アルール歴2181年 8月15日(+17日)
――シーニーの場合――
ナオキ司令官が勾留されてからも、ナオキ商会の仕事は減らず、赤牙団の平常業務にも変化はなかった。ケイラス側の内通者だったカイムの交友関係が、審問官たちによって極めて厳しく調査されたが、異端の形跡はどこにもなかったというのが最も大きい。
ナオキ商会の商売敵はいまがチャンスと言わんばかりに「あそこは異端に関与しているそうですから」と喧伝したが、カナリス特捜審問官自ら「異端かどうかを判定するのは審問会派であり、徒に誰それが異端だと語るのであれば、審問会派はしかるべき対処を行う」と宣言したことにより、その手のネガティブキャンペーンは鳴りを潜めた。
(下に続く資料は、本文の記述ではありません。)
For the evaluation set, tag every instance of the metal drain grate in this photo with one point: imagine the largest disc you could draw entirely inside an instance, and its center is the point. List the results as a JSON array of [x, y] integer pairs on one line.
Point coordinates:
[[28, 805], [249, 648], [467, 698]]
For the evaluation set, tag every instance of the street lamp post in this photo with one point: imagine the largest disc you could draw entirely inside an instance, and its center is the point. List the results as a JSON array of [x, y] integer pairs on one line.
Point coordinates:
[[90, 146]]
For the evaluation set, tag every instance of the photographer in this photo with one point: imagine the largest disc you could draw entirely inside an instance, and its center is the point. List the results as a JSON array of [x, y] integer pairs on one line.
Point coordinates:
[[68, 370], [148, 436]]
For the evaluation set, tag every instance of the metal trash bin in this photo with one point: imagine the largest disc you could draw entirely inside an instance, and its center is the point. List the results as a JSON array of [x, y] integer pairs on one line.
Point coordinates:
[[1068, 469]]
もちろん、審問会派がナオキ商会に対して配慮を示すのにも理由がある。
ナオキ商会はいまや審問官たちの拠点となっており、赤牙団は事実上、審問官たちの指揮下にある。わざわざ乗っ取った資産を理由もなく自分たちの手で破壊するほど、カナリス特捜審問官は馬鹿ではないということだ。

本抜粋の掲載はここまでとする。